MPs to examine hate-speech provisions of Canadian Human Rights Act
From Monday's Globe and Mail
February 9, 2009 at 4:28 AM EST
OTTAWA — The controversial section of the Canadian Human Rights Act governing hate speech comes under scrutiny today when federal politicians decide whether to debate the limits it places on freedom of expression.
Brian Storseth, a Conservative MP, has asked the Commons justice committee to review Section 13 of the act, which contains provisions that deal with hate messages. Mr. Storseth also wants the committee to review the mandate of the commission itself.
He told the committee last week that "concerns have been raised regarding the investigative techniques of the Canadian Human Rights Commission and the interpretation and application of Section 13 of the Canadian Human Rights Act."
Mr. Storseth's request echoes a similar motion brought by the Conservatives during the previous session of Parliament.
The issue of whether the commission should be permitted to investigate alleged incidents of hate speech has prompted passionate responses from those on both sides of the debate.
The federal Conservatives voted at a party convention in November to support an end to Section 13, which deals specifically with hate messages spread by telephone or the Internet.
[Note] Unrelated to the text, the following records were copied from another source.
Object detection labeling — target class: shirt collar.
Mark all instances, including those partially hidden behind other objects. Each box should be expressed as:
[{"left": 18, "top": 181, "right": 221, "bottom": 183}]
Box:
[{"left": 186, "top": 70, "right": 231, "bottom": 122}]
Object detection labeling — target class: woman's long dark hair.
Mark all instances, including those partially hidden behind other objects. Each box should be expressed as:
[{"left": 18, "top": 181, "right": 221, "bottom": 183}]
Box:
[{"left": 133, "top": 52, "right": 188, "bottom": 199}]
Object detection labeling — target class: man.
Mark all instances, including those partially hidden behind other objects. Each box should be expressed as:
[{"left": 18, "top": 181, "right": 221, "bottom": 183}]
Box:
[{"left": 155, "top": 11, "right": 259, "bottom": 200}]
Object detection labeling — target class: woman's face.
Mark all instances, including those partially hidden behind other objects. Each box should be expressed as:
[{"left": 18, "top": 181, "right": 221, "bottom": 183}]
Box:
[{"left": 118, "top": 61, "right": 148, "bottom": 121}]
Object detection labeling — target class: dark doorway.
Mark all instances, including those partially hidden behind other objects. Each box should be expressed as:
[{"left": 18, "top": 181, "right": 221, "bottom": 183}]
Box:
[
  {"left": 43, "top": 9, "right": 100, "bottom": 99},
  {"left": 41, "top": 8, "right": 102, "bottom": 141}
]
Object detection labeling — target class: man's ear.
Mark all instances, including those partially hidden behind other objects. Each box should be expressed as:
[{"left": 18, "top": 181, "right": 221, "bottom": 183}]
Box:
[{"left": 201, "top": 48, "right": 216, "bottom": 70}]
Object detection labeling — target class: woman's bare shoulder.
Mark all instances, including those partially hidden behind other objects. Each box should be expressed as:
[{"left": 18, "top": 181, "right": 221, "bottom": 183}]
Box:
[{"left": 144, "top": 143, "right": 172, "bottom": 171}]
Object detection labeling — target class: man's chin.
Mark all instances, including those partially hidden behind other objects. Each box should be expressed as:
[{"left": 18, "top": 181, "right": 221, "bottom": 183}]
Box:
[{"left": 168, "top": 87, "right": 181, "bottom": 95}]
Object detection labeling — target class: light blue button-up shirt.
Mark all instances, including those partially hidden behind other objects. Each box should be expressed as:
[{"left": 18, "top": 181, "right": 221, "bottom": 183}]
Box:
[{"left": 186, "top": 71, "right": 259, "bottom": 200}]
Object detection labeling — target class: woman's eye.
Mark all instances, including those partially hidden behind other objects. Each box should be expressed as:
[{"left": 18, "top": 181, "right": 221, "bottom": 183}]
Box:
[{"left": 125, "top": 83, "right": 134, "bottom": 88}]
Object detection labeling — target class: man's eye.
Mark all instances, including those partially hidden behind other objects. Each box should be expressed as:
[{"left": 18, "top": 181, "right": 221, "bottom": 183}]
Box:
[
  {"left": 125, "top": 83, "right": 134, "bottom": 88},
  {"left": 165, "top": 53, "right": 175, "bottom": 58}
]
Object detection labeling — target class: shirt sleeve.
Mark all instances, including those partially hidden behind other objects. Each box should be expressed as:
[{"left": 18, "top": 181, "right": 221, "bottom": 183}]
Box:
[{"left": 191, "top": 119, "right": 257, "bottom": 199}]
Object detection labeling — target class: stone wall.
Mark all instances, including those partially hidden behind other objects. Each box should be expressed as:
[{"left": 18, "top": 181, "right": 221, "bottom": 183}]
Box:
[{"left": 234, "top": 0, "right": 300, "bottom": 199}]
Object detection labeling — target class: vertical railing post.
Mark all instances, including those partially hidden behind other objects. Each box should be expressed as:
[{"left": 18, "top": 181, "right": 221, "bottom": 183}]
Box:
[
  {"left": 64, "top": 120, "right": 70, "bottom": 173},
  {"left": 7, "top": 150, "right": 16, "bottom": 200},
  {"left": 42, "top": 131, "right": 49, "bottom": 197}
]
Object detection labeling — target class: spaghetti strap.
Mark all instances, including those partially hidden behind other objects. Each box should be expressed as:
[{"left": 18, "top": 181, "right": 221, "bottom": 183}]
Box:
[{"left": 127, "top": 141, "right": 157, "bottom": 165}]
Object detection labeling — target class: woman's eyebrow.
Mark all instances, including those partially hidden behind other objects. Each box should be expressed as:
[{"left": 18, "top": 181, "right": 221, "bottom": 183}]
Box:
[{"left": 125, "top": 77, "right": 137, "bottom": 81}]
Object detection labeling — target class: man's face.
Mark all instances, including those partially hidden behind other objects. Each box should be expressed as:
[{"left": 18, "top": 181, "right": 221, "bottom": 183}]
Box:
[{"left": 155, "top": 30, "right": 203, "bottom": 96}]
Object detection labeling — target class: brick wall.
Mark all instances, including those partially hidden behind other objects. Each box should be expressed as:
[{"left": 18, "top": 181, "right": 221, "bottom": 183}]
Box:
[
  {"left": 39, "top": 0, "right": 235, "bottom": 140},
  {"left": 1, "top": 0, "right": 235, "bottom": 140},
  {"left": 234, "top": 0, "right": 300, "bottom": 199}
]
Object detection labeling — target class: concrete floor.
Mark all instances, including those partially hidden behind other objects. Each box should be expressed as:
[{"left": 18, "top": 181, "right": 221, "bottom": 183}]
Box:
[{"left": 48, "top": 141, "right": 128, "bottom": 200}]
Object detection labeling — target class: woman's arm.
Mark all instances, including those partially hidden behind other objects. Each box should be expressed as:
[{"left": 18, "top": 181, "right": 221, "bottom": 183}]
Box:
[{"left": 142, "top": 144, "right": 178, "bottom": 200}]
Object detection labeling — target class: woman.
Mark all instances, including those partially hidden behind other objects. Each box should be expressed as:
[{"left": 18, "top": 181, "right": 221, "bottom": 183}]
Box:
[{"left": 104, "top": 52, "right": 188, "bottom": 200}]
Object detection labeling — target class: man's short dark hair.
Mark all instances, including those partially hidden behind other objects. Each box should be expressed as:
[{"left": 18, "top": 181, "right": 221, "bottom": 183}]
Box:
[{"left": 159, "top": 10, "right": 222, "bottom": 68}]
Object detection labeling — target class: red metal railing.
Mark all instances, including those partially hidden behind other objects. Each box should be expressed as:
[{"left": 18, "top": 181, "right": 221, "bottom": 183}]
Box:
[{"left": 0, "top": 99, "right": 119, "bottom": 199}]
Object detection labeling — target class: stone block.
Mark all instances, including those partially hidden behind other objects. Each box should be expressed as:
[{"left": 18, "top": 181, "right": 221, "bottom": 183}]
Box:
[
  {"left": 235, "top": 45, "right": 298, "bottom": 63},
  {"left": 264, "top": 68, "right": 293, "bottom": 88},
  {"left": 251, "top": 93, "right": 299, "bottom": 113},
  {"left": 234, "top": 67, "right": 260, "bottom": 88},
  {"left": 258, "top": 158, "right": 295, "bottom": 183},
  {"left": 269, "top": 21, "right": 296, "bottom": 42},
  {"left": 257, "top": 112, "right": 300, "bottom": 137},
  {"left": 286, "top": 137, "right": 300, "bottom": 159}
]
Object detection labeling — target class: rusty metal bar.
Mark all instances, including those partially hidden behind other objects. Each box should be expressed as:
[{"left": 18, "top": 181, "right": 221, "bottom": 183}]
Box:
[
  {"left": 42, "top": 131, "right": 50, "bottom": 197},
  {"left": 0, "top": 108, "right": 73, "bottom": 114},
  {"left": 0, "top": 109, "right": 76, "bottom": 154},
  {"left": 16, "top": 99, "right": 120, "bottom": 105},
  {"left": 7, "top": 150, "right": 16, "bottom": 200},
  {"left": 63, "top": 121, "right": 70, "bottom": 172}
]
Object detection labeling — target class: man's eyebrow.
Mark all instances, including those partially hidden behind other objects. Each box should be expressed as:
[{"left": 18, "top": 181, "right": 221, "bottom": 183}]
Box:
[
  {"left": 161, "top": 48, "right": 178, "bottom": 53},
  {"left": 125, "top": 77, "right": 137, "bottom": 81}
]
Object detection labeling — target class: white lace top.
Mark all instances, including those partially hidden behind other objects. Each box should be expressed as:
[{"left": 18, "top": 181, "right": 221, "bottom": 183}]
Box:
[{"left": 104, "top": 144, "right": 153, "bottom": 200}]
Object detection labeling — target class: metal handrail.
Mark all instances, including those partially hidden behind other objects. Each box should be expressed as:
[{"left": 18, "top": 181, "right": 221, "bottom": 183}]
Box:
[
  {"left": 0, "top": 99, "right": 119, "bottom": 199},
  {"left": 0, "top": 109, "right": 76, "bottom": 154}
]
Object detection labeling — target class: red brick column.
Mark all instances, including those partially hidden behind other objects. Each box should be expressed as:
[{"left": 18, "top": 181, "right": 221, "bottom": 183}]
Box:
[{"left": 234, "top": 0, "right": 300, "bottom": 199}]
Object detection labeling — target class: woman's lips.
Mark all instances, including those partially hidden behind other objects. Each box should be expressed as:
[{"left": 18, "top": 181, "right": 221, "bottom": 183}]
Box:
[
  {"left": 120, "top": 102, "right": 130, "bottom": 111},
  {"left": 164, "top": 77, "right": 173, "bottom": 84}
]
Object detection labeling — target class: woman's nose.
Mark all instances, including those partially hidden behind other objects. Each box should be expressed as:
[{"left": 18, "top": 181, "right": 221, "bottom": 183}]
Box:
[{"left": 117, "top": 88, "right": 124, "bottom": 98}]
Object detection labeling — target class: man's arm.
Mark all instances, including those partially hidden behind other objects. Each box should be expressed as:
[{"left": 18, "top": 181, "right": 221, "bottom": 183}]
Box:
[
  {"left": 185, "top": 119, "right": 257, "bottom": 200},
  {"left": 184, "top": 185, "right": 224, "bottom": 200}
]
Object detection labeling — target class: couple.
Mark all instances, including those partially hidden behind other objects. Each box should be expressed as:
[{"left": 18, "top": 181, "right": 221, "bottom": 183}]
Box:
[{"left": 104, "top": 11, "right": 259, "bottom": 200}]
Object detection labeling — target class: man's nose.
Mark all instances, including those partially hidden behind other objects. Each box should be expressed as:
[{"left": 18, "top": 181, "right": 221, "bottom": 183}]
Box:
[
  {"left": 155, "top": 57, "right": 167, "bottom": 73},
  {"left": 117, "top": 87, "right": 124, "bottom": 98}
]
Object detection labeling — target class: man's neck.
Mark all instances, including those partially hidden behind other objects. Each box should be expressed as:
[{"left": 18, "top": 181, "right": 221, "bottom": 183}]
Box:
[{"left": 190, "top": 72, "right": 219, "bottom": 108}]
It was a decision that was roundly applauded by conservative bloggers.
In a high-profile report on the matter released in November, University of Windsor law professor Richard Moon urged the commission to get out of the business of trying to censor hate speech.
Prof. Moon argued that freedom of expression trumps overbroad minority-rights laws and that any policing of hate messages should be handled under the Criminal Code, which prohibits willfully inciting hatred.
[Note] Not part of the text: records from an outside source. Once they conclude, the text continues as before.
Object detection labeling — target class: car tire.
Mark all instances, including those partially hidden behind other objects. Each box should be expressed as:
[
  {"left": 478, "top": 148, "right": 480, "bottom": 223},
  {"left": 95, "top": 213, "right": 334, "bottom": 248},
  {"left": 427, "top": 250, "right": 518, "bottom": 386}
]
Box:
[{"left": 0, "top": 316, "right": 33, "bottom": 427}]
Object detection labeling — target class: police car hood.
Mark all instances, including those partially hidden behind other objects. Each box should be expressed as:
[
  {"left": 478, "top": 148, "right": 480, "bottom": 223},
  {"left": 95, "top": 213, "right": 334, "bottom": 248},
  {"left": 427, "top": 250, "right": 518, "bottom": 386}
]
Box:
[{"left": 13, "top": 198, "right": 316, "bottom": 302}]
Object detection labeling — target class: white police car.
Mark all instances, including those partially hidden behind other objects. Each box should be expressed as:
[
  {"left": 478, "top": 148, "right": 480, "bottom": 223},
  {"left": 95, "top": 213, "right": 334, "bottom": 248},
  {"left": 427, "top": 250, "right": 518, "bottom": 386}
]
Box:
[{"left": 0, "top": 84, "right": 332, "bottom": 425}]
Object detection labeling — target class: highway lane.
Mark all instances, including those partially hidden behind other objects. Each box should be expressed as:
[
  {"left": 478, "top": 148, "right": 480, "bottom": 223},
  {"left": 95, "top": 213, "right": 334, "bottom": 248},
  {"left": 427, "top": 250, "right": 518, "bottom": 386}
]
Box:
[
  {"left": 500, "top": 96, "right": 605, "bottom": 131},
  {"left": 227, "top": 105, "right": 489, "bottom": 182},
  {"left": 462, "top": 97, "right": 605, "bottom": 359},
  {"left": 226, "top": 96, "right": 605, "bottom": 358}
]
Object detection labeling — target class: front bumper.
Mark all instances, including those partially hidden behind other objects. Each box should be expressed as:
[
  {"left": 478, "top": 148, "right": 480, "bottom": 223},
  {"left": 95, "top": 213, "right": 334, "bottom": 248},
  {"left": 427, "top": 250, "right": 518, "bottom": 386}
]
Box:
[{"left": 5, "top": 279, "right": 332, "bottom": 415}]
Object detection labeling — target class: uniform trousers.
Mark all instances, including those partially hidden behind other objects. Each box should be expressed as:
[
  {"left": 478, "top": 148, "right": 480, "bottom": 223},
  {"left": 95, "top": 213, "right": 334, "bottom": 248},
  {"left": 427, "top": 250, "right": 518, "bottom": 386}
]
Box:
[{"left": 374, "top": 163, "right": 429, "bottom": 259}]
Jennifer Lynch, the chief human-rights commissioner, has promised to consult with the public regarding possible changes to the act and report to Parliament this year.
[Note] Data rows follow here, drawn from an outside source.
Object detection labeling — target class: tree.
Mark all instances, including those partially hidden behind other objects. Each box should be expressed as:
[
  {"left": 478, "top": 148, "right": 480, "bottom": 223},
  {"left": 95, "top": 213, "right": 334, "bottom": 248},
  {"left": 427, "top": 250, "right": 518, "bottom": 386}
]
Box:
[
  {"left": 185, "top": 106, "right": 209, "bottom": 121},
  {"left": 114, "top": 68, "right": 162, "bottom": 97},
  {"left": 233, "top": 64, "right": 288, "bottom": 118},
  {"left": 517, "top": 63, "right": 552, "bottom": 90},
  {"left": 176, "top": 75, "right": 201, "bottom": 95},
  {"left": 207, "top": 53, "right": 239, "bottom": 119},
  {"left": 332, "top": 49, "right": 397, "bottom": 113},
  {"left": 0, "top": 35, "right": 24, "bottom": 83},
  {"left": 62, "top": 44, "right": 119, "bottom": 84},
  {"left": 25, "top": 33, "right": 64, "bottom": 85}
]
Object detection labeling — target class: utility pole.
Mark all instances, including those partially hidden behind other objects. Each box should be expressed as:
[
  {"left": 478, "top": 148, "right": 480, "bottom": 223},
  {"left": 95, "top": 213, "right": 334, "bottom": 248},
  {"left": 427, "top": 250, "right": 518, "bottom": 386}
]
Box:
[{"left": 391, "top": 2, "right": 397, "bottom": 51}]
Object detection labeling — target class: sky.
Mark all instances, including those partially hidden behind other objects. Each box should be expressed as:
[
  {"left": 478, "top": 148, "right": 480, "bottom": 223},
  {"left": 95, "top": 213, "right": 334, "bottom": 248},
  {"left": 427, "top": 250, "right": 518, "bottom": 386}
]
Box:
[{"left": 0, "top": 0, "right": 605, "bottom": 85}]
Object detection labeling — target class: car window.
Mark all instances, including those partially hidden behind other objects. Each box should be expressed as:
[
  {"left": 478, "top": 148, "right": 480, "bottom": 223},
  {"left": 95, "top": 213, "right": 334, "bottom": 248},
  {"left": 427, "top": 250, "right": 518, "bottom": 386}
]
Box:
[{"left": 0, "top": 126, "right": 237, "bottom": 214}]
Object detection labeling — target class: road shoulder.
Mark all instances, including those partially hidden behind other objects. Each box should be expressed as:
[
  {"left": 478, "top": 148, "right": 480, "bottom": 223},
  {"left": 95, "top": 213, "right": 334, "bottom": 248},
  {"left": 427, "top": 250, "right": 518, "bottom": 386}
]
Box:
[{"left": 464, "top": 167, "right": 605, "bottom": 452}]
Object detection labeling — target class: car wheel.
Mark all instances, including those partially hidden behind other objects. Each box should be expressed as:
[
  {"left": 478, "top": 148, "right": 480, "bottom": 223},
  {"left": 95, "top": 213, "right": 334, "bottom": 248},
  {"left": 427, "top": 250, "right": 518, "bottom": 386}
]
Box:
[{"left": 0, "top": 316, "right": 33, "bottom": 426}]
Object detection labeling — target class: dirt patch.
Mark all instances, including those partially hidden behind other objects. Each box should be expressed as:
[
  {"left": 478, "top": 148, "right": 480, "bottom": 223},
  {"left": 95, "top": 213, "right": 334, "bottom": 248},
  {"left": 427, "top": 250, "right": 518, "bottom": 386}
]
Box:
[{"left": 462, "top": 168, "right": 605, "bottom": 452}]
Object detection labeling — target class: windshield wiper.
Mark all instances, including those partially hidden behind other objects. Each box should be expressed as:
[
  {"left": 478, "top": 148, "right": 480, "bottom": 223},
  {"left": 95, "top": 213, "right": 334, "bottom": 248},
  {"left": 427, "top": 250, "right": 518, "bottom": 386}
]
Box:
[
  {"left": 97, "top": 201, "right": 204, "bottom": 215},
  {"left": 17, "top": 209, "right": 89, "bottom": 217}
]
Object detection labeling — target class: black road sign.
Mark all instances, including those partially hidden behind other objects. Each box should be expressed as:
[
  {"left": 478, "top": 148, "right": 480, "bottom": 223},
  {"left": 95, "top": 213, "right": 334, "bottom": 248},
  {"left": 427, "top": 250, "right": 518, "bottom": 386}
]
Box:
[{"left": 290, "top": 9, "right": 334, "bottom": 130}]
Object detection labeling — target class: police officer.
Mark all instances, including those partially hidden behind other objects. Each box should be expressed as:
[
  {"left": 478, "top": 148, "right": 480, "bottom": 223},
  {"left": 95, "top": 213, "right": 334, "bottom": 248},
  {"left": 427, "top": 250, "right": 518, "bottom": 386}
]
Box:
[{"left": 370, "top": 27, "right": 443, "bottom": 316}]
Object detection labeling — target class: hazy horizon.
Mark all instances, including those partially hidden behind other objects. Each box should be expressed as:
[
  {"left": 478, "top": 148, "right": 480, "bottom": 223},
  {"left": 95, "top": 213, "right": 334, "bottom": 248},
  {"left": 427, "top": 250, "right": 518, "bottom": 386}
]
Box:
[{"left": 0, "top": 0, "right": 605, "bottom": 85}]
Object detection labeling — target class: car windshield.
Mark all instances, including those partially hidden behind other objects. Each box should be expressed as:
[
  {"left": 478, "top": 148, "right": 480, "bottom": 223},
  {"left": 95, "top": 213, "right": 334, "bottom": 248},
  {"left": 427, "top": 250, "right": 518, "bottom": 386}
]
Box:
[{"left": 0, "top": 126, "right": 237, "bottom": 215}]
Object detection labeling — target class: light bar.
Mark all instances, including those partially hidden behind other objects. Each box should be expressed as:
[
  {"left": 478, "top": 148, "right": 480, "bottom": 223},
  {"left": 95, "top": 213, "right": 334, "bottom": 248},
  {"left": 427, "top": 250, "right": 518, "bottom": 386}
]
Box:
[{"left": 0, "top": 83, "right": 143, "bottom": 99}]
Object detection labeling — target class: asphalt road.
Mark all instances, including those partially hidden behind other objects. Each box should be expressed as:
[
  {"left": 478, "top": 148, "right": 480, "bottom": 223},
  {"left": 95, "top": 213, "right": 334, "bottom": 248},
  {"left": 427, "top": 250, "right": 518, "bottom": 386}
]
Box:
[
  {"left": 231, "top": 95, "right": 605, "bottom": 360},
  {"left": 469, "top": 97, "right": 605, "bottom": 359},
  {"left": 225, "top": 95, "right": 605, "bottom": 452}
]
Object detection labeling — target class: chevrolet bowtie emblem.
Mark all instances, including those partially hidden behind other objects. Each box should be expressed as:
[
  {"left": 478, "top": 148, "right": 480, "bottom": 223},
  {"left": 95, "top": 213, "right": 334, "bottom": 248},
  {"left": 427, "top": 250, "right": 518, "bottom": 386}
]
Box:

Proponents of Section 13 argue that hate speech should remain under the umbrella of human-rights legislation. The Canadian Jewish Congress, for instance, expressed disappointment in Prof. Moon's position, saying the Jewish community knows how devastating hate propaganda can be.
Liberal MP Brian Murphy said his party is not in favour of removing Section 13 from the Canadian Human Rights Act. "It is a unique tool for people who are being discriminated against and it's an added protection," he said.
There is a perception that certain human-rights commissioners at both the federal and provincial levels have been overzealous in going after people alleged to have disseminated hate speech, he said. "That doesn't mean that the act should be thrown out."
Joe Comartin, the NDP justice critic, said he opposes removing Section 13, but believes the act is a "blunt instrument" that requires significant amendments.
The mandate of the Canadian Human Rights Commission is not clear, Mr. Comartin said, and there must be better criteria for selecting commissioners to ensure that Section 13 is not used improperly. That would require an extensive review that could take some time, he said, and which would likely be postponed to allow the justice committee to deal with more pressing issues.